Das Schlimmste, was passieren kann, ist, das Geschenk nicht auszupacken und auf seinem Totenbett festzustellen, dass man gar nicht wirklich gelebt hat. Zu wenig gewagt, zu viel gehortet, zu viel geklammert, zu viel auf Sicherheit gesetzt. In seiner Komfortzone kleben geblieben. Die letzte Musik ist verklungen, der letzte Tanz vorbei. Man ist auf der Zuschauerbank sitzen geblieben und hat sich nicht in Bewegung gesetzt.

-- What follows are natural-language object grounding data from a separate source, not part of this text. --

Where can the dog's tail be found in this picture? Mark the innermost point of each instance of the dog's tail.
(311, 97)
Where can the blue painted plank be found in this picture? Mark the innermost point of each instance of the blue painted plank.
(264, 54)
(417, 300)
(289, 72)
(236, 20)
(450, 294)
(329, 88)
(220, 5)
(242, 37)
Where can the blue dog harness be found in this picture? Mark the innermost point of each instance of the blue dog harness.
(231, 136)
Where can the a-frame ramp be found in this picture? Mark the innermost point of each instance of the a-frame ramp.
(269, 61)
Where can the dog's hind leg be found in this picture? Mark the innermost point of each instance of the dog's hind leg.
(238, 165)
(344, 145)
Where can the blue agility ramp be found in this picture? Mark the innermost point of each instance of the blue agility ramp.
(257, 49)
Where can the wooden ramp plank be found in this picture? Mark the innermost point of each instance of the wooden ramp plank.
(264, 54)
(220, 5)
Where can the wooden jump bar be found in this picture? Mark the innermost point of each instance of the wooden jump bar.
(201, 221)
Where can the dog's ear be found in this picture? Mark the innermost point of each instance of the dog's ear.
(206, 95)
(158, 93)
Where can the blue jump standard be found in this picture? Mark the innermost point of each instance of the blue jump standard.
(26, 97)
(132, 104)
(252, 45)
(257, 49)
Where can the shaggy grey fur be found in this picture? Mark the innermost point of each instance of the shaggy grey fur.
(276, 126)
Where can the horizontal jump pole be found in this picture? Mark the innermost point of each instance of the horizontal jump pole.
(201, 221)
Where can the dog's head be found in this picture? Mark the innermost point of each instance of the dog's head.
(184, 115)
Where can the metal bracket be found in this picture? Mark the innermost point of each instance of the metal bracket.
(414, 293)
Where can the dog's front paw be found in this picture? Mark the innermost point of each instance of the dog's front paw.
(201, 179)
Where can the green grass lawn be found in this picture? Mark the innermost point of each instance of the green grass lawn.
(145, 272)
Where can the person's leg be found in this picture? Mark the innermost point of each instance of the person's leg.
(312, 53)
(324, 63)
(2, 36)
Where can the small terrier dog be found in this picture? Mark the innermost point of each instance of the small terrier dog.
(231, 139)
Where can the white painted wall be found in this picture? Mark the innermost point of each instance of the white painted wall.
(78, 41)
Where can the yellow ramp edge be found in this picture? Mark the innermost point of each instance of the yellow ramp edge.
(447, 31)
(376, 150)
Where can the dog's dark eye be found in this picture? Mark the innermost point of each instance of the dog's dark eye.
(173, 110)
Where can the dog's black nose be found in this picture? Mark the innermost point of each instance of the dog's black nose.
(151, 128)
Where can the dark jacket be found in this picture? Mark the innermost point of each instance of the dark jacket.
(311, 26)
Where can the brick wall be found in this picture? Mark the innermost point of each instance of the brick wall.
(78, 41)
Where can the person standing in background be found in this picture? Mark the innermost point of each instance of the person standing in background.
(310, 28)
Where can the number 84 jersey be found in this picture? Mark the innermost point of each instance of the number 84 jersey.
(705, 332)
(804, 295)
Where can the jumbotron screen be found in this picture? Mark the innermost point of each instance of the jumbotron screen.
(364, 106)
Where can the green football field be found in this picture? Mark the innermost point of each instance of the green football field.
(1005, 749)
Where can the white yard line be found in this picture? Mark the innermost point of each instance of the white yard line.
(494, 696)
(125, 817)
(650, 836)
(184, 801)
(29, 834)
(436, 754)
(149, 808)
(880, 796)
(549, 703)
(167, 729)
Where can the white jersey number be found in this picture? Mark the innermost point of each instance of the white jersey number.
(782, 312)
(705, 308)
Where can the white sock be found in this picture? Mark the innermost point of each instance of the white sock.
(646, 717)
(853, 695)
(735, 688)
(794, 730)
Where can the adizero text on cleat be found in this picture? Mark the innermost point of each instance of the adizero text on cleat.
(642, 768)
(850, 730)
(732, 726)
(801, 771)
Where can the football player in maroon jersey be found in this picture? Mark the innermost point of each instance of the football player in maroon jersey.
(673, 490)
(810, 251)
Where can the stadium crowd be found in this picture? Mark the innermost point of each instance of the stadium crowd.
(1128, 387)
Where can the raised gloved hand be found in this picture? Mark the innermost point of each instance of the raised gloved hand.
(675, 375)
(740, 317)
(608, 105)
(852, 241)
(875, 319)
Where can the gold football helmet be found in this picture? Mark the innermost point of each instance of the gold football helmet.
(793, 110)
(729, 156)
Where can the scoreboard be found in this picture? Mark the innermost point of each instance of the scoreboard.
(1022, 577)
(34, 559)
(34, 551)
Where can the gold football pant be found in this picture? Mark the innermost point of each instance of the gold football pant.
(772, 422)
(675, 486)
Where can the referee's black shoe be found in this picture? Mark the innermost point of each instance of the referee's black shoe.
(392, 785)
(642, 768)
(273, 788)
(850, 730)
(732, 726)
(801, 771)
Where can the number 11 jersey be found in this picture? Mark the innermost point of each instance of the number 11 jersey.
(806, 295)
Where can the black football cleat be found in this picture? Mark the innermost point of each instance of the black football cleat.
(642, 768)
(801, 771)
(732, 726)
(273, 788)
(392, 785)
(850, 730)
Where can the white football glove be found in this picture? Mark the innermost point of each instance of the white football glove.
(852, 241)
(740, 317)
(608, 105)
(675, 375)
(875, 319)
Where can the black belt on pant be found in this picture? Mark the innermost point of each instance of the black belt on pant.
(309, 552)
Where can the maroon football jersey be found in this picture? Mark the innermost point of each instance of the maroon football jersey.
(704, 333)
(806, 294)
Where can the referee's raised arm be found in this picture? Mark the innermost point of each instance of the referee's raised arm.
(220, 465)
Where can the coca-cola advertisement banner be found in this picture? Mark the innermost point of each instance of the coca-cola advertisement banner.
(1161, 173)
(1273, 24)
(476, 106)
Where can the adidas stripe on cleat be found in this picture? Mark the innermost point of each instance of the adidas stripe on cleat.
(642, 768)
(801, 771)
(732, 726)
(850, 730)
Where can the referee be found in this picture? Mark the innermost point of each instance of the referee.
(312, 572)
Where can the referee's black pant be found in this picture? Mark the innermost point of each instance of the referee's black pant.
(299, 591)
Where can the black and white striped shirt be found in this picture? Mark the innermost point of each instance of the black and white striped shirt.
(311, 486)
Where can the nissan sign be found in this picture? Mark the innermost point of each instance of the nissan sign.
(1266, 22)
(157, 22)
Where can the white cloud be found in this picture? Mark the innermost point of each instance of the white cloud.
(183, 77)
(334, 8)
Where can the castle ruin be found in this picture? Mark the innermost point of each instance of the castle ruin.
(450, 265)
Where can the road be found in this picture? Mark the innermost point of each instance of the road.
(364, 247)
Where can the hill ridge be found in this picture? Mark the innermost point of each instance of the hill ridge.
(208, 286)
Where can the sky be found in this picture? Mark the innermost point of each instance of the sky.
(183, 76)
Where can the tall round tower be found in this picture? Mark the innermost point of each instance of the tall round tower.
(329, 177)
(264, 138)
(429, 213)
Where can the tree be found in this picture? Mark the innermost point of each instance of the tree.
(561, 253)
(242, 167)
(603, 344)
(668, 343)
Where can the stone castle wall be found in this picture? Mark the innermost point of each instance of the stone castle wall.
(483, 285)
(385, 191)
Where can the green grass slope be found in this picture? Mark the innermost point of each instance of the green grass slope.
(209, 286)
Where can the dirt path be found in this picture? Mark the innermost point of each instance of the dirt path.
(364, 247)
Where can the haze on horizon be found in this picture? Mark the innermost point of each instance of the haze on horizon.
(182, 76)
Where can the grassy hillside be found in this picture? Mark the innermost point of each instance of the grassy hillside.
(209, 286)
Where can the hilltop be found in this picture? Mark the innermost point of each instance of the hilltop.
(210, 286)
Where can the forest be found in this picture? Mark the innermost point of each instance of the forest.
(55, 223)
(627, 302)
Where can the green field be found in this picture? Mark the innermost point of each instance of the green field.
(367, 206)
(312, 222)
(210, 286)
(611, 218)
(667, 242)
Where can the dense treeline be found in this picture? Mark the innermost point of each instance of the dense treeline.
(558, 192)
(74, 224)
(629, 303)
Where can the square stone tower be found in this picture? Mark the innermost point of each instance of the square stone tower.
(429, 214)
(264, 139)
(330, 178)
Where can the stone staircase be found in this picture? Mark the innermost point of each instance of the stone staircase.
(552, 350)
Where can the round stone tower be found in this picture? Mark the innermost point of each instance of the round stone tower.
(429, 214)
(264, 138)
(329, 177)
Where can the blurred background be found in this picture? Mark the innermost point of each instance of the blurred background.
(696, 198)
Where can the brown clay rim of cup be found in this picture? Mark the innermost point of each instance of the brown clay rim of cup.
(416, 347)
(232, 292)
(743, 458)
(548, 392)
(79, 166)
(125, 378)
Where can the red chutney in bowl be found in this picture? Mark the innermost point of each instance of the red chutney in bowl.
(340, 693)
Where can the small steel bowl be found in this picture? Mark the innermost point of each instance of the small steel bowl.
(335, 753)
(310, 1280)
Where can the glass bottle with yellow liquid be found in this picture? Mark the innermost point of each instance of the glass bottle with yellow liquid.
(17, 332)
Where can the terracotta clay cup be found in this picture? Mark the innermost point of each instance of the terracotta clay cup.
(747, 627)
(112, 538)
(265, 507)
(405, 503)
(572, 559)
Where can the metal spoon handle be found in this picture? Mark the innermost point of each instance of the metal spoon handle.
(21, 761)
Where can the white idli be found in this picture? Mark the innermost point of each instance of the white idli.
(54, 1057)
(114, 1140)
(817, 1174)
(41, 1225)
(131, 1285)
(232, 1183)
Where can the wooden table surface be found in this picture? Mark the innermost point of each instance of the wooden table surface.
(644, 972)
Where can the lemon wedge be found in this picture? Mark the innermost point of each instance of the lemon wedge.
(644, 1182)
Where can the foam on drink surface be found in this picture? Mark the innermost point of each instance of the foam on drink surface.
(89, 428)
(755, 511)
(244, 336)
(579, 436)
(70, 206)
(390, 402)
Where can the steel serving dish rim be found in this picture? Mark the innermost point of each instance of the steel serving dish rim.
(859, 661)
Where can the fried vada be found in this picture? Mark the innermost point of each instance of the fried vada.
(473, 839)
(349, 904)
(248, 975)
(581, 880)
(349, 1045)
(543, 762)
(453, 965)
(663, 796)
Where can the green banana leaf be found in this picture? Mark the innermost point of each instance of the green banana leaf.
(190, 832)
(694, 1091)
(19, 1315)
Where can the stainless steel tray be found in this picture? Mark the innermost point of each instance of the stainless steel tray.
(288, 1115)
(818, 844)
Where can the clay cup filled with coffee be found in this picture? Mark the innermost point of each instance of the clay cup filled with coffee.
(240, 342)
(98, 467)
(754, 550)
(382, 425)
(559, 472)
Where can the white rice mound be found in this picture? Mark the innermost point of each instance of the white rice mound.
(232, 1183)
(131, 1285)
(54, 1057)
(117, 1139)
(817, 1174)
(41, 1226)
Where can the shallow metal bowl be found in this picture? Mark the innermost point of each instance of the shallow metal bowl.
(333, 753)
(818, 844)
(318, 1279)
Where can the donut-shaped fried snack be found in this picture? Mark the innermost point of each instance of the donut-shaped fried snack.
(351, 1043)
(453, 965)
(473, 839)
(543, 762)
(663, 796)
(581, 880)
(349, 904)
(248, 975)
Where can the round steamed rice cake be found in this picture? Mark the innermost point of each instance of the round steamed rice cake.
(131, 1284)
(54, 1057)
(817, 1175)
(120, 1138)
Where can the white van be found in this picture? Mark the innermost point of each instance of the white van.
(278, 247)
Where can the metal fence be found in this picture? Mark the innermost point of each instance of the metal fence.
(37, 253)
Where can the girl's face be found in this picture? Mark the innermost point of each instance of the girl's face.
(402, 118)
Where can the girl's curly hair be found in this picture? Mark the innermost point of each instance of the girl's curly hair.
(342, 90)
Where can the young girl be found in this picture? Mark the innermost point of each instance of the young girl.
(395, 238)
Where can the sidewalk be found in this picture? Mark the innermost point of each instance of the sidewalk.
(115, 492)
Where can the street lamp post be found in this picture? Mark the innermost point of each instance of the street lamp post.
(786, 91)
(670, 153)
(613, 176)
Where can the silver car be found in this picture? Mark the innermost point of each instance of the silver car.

„Wenn ich noch einmal leben würde“, so der französische Schriftsteller Christian Bobin, „dann würde ich viel mehr Fehler machen!“ Ausprobieren, sich irren, anders weitermachen. Was haben wir zu verlieren? Es ist nie zu spät, seine Haltung zu ändern, auch wenn wir Jahrzehnte mit einer Illusion gelebt haben, auch wenn wir uns davor fürchten, endlich hinzusehen, auch wenn wir uns zu alt finden, um in eine andere Richtung weiterzugehen.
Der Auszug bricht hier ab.